In addition to whitening the data beforehand, we can also introduce normalization operations within the model so that intermediate features can also approximately satisfy the desired properties. More specifically, we try to find a d_{in} \times d_{in} transformation matrix \boldsymbol{A} such that the transformed features \boldsymbol{X}\boldsymbol{A} satisfy (\boldsymbol{X}\boldsymbol{A})(\boldsymbol{X}\boldsymbol{A})^{\top} \approx \boldsymbol{I} as much as possible, i.e., \begin{equation} \min_{\boldsymbol{A}} \Vert \boldsymbol{X}\boldsymbol{A}\boldsymbol{A}^{\top}\boldsymbol{X}^{\top} - \boldsymbol{I}\Vert_F \end{equation} The solution to this problem can be expressed using the pseudo-inverse: \begin{equation} \boldsymbol{A}\boldsymbol{A}^{\top} = \boldsymbol{X}^{\dagger}(\boldsymbol{X}^{\top})^{\dagger} = (\boldsymbol{X}^{\top}\boldsymbol{X})^{-1} \end{equation} Here we assume that \boldsymbol{X}^{\top}\boldsymbol{X} is invertible.
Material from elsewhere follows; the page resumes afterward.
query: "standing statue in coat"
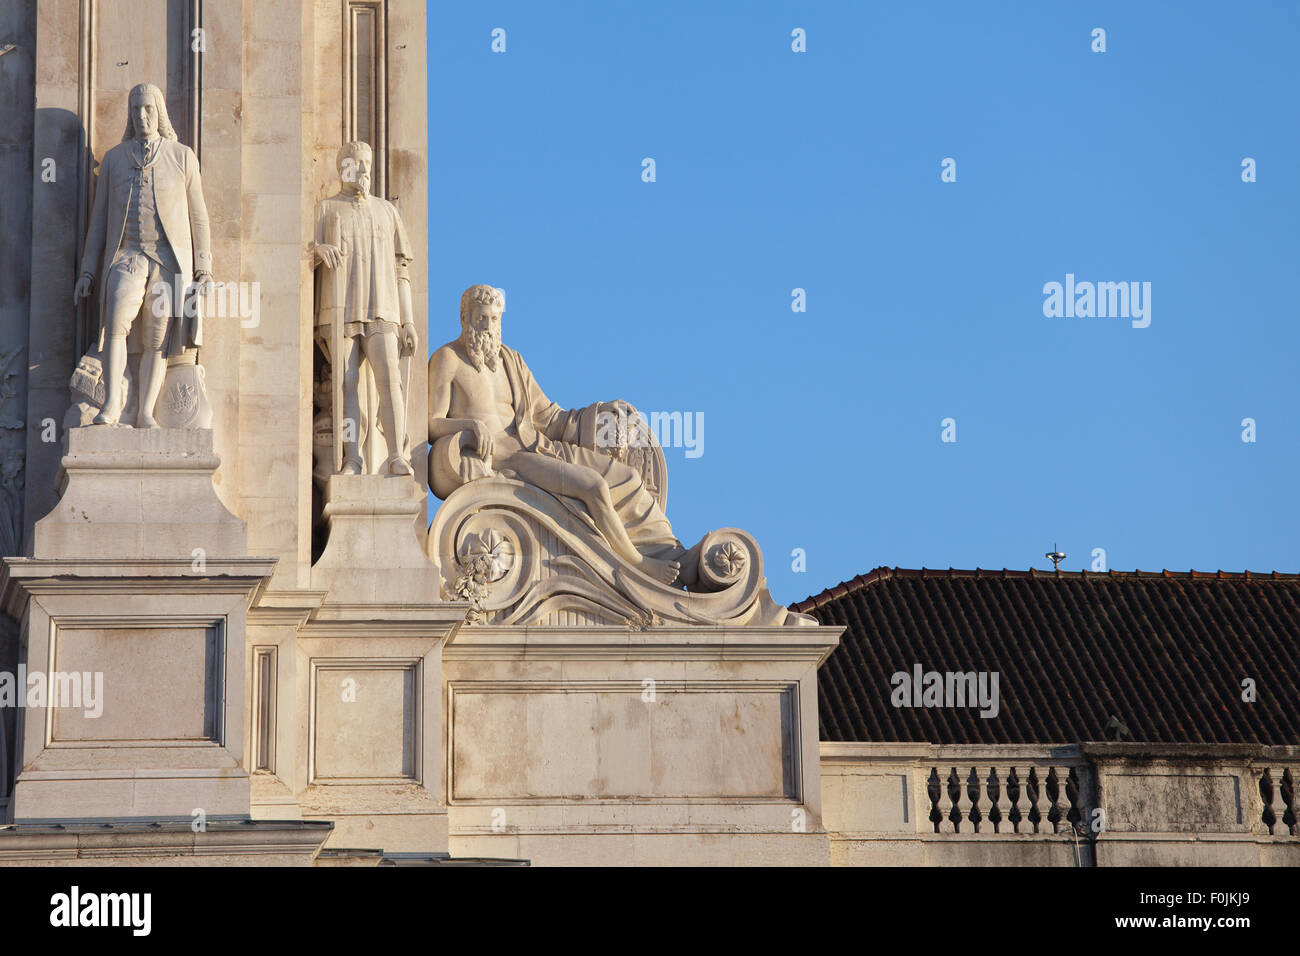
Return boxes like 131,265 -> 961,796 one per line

According to the above equation, we obtain a feasible solution \boldsymbol{A} = (\boldsymbol{X}^{\top}\boldsymbol{X})^{-1/2}, and the corresponding transformation is: \begin{equation} \boldsymbol{X}(\boldsymbol{X}^{\top}\boldsymbol{X})^{-1/2} \end{equation} This is precisely whitening without centering. Considering that calculating (\boldsymbol{X}^{\top}\boldsymbol{X})^{-1/2} is expensive, if we use a diagonal approximation instead, it corresponds to standardizing each dimension separately. Depending on the granularity, this corresponds to operations like BatchNorm and InstanceNorm. If we care more about the "hypersphere," we can consider standardizing the magnitude of each sample separately, which corresponds to operations like LayerNorm and RMSNorm.

Beyond SGD

Interestingly, the conclusion that "if the input features satisfy isotropy, then the steepest descent on the parameters simultaneously approximates the steepest descent on the features" applies not only to SGD but also to Muon. Consider Muon without momentum; the update rule is: \begin{equation} \boldsymbol{W} \quad\leftarrow\quad \boldsymbol{W} - \eta\mathop{\mathrm{msign}}\left(\frac{\partial \mathcal{L}}{\partial\boldsymbol{W}}\right) = \boldsymbol{W} - \eta \mathop{\mathrm{msign}}\left(\boldsymbol{X}^{\top}\frac{\partial \mathcal{L}}{\partial\boldsymbol{Y}}\right) \end{equation} According to \mathop{\mathrm{msign}}(\boldsymbol{M}) = \boldsymbol{M}(\boldsymbol{M}^{\top}\boldsymbol{M})^{-1/2}, we have: \begin{equation} \Delta \boldsymbol{Y} = - \eta \boldsymbol{X} \mathop{\mathrm{msign}}\left(\boldsymbol{X}^{\top}\frac{\partial \mathcal{L}}{\partial\boldsymbol{Y}}\right) = - \eta \boldsymbol{X} \boldsymbol{X}^{\top}\frac{\partial \mathcal{L}}{\partial\boldsymbol{Y}} \left(\frac{\partial \mathcal{L}}{\partial\boldsymbol{Y}}^{\top}\boldsymbol{X}\boldsymbol{X}^{\top}\frac{\partial \mathcal{L}}{\partial\boldsymbol{Y}}\right)^{-1/2} \end{equation} From this, it can be seen that if \boldsymbol{X}\boldsymbol{X}^{\top} \approx \boldsymbol{I}, then: \begin{equation} \Delta \boldsymbol{Y} \approx - \eta \frac{\partial \mathcal{L}}{\partial\boldsymbol{Y}} \left(\frac{\partial \mathcal{L}}{\partial\boldsymbol{Y}}^{\top}\frac{\partial \mathcal{L}}{\partial\boldsymbol{Y}}\right)^{-1/2} = -\eta\mathop{\mathrm{msign}}\left(\frac{\partial \mathcal{L}}{\partial\boldsymbol{Y}}\right) \end{equation} We know that Muon is the steepest descent under the spectral norm. The above equation implies that if the input features satisfy isotropy, then the spectral norm steepest descent on the parameters simultaneously approximates the spectral norm steepest descent on the features. This is quite elegant! However, for other optimizers like SignSGD, similar properties cannot be reproduced. This difference might be one of the reasons behind Muon’s superiority.

Summary

In this article, we discussed a question: when is the steepest descent at the parameter level exactly the steepest descent at the feature level? The answer is "isotropy," as stated in the title. From this, we derive an explanation for why we favor isotropy—it can synchronize the steepest descent on both levels, thereby improving training efficiency.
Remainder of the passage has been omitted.